2月12日,茨城県坂東市にある妙安寺(真宗大谷派の浄土真宗のお寺)で行われた「今
泉先生を囲み話す会」に初めて参加した。妻の友人からの誘いで,妻が「一緒に行く?
」と言うので,ヒマだし,たまには坊さんの「ご法話」とやらを聞いてみるのもいいか
な,と思って参加した。
今泉温資(としし)先生は,新潟県のお寺の住職で,12年前から毎年この時期に妙安寺
に来ていただいているそうだ。下手な大学教授の講演よりずっといいお話だった。印象
に残った点をいくつかご紹介する。
1.言葉は丁寧にゆっくりと明瞭にメリハリをつけて話されたので,とても聞きやすか
った。時に熱く語りすぎ,こちらがちょっと引いてしまうこともあったが。
2.「不断煩悩得涅槃」つまり「煩悩(悩み)を持った状態で,涅槃(安心・解脱)を
得る」というのが親鸞の教えで,「人間,いくつになっても,どんな境遇にあっても,
悩みは絶えず,その状態のままで涅槃を得る」のが浄土真宗であるとのこと。なるほど
!
3.「悲しみを,共に悲しみ,共に涙す,君に救わる」(記憶が正確でないかもしれな
いが)という詩を紹介し,人は,下手な励ましよりも,共に悲しみ,共に涙する人がい
ることによって救われるものだとのこと。今泉氏は,2月13日,福島県二本松市にキム
チ作りのボランティア活動をしに行くそうだ。
今泉氏のお話の後,お寺の住職の娘さんが,石巻の被災地支援の話をした。その中でと
ても印象的だった話がある。何回か石巻に行っていて,あるときオバチャンにこんなこ
とを言われたそうだ。「私たちは椅子がほしいとか言うけれど,本当は椅子がほしいわ
けじゃないのよ。
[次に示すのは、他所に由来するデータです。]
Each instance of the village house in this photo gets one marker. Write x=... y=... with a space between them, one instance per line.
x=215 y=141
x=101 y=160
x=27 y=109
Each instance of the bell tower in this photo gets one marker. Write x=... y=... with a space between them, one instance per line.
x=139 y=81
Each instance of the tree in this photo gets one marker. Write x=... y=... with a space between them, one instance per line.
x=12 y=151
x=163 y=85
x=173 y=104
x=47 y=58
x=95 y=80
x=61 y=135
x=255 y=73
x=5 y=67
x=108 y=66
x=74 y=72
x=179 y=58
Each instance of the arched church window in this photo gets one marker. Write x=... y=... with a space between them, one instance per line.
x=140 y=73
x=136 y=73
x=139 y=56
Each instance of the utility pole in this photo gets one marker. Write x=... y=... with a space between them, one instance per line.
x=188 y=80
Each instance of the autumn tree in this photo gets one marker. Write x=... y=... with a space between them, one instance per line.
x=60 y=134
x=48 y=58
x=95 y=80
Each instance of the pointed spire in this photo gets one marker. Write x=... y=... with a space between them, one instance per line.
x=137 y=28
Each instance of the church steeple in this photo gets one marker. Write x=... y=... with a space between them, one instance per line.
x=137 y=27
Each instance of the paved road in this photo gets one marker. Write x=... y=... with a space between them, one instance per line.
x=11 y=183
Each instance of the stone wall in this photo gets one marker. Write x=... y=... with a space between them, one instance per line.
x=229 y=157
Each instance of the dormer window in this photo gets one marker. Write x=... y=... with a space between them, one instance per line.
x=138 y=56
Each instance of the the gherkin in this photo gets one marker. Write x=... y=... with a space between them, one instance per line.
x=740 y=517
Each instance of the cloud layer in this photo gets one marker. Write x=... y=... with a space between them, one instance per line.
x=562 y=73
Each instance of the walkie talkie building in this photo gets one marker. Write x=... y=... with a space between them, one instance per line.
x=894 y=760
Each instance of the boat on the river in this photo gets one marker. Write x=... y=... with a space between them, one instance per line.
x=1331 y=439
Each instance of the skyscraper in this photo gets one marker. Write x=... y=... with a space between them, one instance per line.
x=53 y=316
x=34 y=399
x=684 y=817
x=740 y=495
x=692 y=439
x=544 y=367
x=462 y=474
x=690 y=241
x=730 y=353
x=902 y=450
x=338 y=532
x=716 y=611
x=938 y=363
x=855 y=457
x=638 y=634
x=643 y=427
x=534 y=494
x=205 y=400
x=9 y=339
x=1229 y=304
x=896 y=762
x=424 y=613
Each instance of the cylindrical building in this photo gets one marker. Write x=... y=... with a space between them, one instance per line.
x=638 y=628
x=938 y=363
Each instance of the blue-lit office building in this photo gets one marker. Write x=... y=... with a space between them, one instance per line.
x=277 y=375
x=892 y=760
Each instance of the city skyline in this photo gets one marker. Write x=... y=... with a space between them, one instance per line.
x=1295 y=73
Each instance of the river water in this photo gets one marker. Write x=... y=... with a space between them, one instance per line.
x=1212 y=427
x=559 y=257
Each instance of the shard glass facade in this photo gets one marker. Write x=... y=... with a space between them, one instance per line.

菜々ちゃん(娘さんの名前)の顔が見たいだけなの」 一見「何言っ
てんの?」と思われてしまいそうな言葉だが,これはオバチャンの本心なのだろうなと
思った。今泉氏の「人は,下手な励ましよりも,共に悲しみ,共に涙する人がいること
によって救われる」に通じる話だ。オバチャンは,共に悲しみ,共に涙する菜々ちゃん
の存在によって救われているのだろう。一回行くのに30万円かかるので,支援活動に協
力してほしいという菜々ちゃんの訴えに,「石巻・震災前と震災後」という写真集と小
さな数珠を買って協力した。2月22日,菜々ちゃんはまた石巻に行くそうだ。